Al Moammar Information Systems Co. (MIS) signed a three-year IT services contract with Saudi Arabia's National Water Co. (NWC) valued at SAR 64.83 million including VAT, the company disclosed in a stock exchange filing.
The deal covers unspecified IT services over 36 months. NWC is the state-owned utility that handles water and wastewater across the kingdom. The contract adds to a growing portfolio of government-sector wins for MIS, a Riyadh-based systems integrator that has been chasing digital transformation contracts under Vision 2030.

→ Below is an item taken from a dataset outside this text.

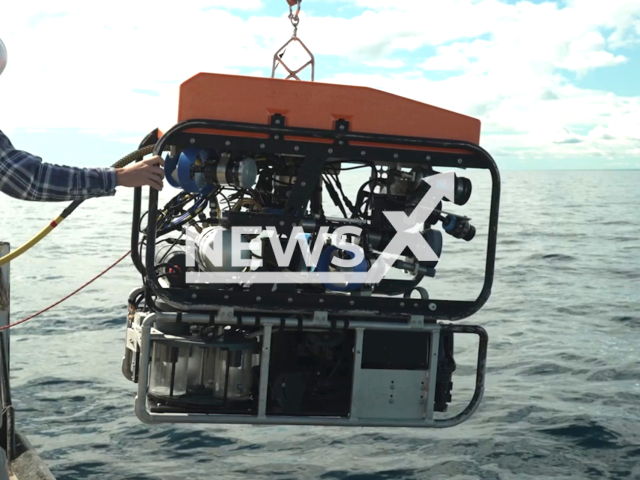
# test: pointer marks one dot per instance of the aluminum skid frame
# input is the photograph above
(378, 397)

This is the second large government IT mandate for MIS in recent months. In May, the company won a SAR 114.6 million contract from the Ministry of Education for similar services. That deal also ran for three years and covered systems integration and support. The back-to-back wins suggest MIS has built a trusted position inside Saudi state procurement, a client base that comes with steady recurring revenue but also its own set of risks.

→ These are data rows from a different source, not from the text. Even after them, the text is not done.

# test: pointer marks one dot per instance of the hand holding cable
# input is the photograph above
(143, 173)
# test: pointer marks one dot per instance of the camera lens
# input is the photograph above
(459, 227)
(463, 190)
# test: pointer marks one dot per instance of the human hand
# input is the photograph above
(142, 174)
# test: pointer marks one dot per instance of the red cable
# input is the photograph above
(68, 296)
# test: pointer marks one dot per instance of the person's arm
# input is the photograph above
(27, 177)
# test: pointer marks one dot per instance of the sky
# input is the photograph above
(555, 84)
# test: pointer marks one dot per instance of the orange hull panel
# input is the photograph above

The headline number looks good. SAR 64.8 million over 36 months works out to roughly SAR 21.6 million in annualised revenue from this single contract. That is not a needle-mover for a company with MIS's reported revenue base – the Ministry of Education deal alone was nearly twice the size. The cumulative effect matters. Two large government wins in a quarter give the backlog a visible floor for the next few years.
The better read is more cautious. Government IT contracts in Saudi Arabia tend to carry thin margins relative to private-sector work. Payment cycles can stretch beyond the standard 60 or 90 days. The scope of work inside a broad "IT services" label can shift over 36 months, creating execution risk if NWC changes requirements mid-term. MIS will need to manage staffing and subcontracting costs carefully to keep the contract profitable.

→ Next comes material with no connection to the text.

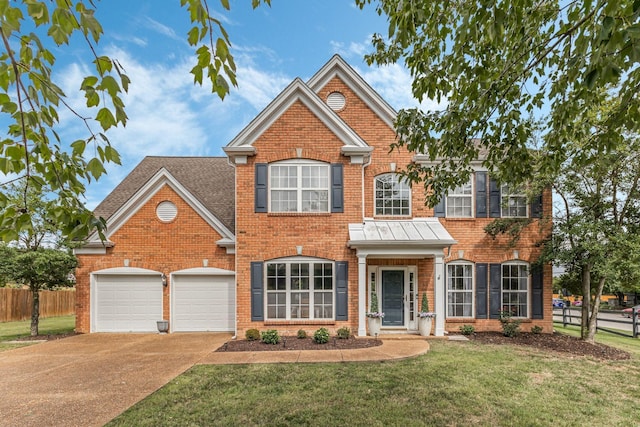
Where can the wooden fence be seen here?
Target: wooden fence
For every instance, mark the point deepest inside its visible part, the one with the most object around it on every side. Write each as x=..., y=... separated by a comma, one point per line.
x=15, y=304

There is also concentration risk. MIS now leans heavily on two large state clients – the Ministry of Education and NWC – for a meaningful portion of its visible revenue pipeline. That is not a problem as long as both contracts execute smoothly. Any delay, budget cut, or scope reduction at either client would hit MIS's top line directly. Diversification into smaller private-sector or semi-government clients would reduce that dependency.
The contract will be recognised ratably over the three-year term. MIS did not disclose any upfront milestone payments or termination clauses in the filing. Investors should watch quarterly reports for revenue recognition from this deal and for any signs of scope creep or margin compression. The company also has an active pipeline in other government segments – smart cities, healthcare IT, and utilities automation – that could yield additional wins in the second half of the year.
For now, the NWC contract is a net positive. It extends revenue visibility through 2027, adds another referenceable government client, and keeps MIS in the conversation for larger enterprise IT projects across the Saudi public sector. The real test will come in the margins and the cash conversion. A three-year services contract is only as good as the execution behind it.